Obviously, Brazil in 2010 is not totally analogous to the US in 1994: entrepreneurialism has shallower roots there and entrepreneurs are fewer in number and generally less experienced. The startup ecosystem is more nascent and scattered – Sao Paulo is not Silicon Valley, Rio is not New York and Belo is not Boston. Brazilian startups must cope with more burdensome tax and labor regulations than their compatriots in the US.
Angel investor networks have yet to fully coalesce and institutional venture capital is extremely scarce. Interest rates, while falling, remain high enough to compete for investor dollars – why invest in a high-risk startup when I can earn 11% a year buying a low-risk bond?
The specter of inflation never seems to go away and political risk in Brazil remains: the surprise 2% tax on FDI jarringly reminded investors of the potential for sudden moves by the government.
Perhaps most negatively, for the first time I feel a twinge of concern that there is too much optimism about venture capital in Brazil. I know that sounds crazy coming from a guy who hypes the market for VC in Brazil but I live by Warren Buffet’s dictum: “Be fearful when others are greedy and greedy when others are fearful.” I now know of at least four parties thinking of or actively trying to raise early/growth stage VC funds in Brazil. Those are the only the ones I know of, so there are surely more.
The people interested in raising funds have a high level of talent and sophistication — that's not the issue. The issue is whether too much early/growth stage capital would exist if all the new funds get raised: when combined with Ideiasnet, Monashees, Criatec, FIR, Confrapar and other, smaller funds, I begin to get worried about an imbalance.
Think of it as an equation, with good potential VC investments on the left side, investment funds on the right. There are only a limited number of good entrepreneurs and businesses on the left side; when too much capital pours into the right side of the equation, valuations get driven too high, more startups get funded than can succeed in the market and the venture capital asset class then fails to deliver sufficient returns on investment.
Unfortunately, a problem like this cannot correct itself quickly. Venture funds have a ten-year life and their investments are in private companies (and therefore very illiquid). So, unlike the public markets, which can adjust relatively quickly to imbalances, once the venture market is oversaturated, it takes a very long time to correct itself.

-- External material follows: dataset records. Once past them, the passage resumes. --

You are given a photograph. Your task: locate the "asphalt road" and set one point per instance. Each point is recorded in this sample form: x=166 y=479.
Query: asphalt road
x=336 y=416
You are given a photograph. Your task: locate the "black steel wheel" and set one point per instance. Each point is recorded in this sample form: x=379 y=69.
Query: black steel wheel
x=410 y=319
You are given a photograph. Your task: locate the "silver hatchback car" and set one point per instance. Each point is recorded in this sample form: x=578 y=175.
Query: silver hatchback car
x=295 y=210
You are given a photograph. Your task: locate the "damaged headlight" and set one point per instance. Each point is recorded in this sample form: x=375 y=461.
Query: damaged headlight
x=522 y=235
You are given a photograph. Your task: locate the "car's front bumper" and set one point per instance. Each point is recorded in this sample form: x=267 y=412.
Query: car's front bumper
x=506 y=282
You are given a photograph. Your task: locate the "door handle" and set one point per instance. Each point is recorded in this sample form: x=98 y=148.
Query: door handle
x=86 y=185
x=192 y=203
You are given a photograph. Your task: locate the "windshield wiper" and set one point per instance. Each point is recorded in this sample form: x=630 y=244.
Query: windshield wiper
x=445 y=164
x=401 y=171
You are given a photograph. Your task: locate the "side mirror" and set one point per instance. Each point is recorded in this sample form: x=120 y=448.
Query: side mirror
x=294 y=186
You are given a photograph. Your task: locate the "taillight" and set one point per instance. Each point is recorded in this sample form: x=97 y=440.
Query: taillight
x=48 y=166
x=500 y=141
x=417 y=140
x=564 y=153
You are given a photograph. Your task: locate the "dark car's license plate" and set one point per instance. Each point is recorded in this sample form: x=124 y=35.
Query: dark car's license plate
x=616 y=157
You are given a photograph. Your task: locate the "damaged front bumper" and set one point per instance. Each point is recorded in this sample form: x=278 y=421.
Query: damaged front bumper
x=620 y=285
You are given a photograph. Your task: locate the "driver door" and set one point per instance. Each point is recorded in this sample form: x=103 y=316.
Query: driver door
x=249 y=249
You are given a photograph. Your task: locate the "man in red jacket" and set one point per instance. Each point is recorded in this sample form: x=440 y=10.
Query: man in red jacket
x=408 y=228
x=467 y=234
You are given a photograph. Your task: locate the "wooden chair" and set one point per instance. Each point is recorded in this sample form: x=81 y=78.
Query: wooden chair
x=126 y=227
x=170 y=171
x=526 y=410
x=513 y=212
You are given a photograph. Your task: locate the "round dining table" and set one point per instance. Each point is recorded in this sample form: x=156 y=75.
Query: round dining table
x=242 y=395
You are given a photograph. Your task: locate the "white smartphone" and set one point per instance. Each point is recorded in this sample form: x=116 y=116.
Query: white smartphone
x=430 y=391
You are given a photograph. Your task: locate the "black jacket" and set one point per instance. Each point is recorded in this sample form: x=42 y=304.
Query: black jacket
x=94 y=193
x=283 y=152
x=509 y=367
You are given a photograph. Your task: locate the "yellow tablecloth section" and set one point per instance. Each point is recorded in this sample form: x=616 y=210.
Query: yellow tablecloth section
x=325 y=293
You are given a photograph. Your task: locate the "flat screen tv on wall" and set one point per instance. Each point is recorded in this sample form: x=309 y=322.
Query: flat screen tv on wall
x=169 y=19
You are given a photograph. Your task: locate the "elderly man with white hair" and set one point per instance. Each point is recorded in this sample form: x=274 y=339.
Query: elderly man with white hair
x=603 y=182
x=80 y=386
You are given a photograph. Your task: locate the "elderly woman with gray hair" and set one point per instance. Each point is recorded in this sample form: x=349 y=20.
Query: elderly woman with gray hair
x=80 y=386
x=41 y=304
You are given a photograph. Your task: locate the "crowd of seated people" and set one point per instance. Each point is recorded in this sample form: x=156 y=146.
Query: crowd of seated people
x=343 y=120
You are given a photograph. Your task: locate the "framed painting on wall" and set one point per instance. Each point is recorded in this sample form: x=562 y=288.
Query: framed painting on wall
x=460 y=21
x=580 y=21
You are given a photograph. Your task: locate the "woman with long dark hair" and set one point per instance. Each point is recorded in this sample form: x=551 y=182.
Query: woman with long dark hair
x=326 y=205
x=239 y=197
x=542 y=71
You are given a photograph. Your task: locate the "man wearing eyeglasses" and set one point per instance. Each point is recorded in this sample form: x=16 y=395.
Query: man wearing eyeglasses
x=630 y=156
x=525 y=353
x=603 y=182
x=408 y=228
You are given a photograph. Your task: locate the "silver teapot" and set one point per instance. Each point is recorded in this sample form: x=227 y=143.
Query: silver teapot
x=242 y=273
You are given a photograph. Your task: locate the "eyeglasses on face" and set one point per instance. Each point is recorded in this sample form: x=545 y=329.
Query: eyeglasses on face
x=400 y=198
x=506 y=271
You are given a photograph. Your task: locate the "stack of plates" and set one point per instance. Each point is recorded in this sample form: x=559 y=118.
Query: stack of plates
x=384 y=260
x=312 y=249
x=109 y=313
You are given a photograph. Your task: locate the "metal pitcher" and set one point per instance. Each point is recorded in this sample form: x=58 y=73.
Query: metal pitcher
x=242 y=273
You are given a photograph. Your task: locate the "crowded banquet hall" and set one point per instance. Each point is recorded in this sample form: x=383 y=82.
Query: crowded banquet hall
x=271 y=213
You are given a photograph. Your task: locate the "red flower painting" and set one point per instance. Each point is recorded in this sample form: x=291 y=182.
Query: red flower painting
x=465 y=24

For a real world example, just look at the US. Since 2000, US venture capital asset class has had a negative return. Negative! VC is the riskiest asset class—LPs need a 25% IRR to justify investing in VC funds – and ten-year returns have been negative! So, of course, the US venture market is a disaster. Most LPs don't want to touch it and it will take another 3-5 years for enough tier two and tier three VC firms to disappear before a balanced equation re-forms: a sufficient number of good entrepreneurs and businesses on the left side, an appropriate amount of venture capital on the right.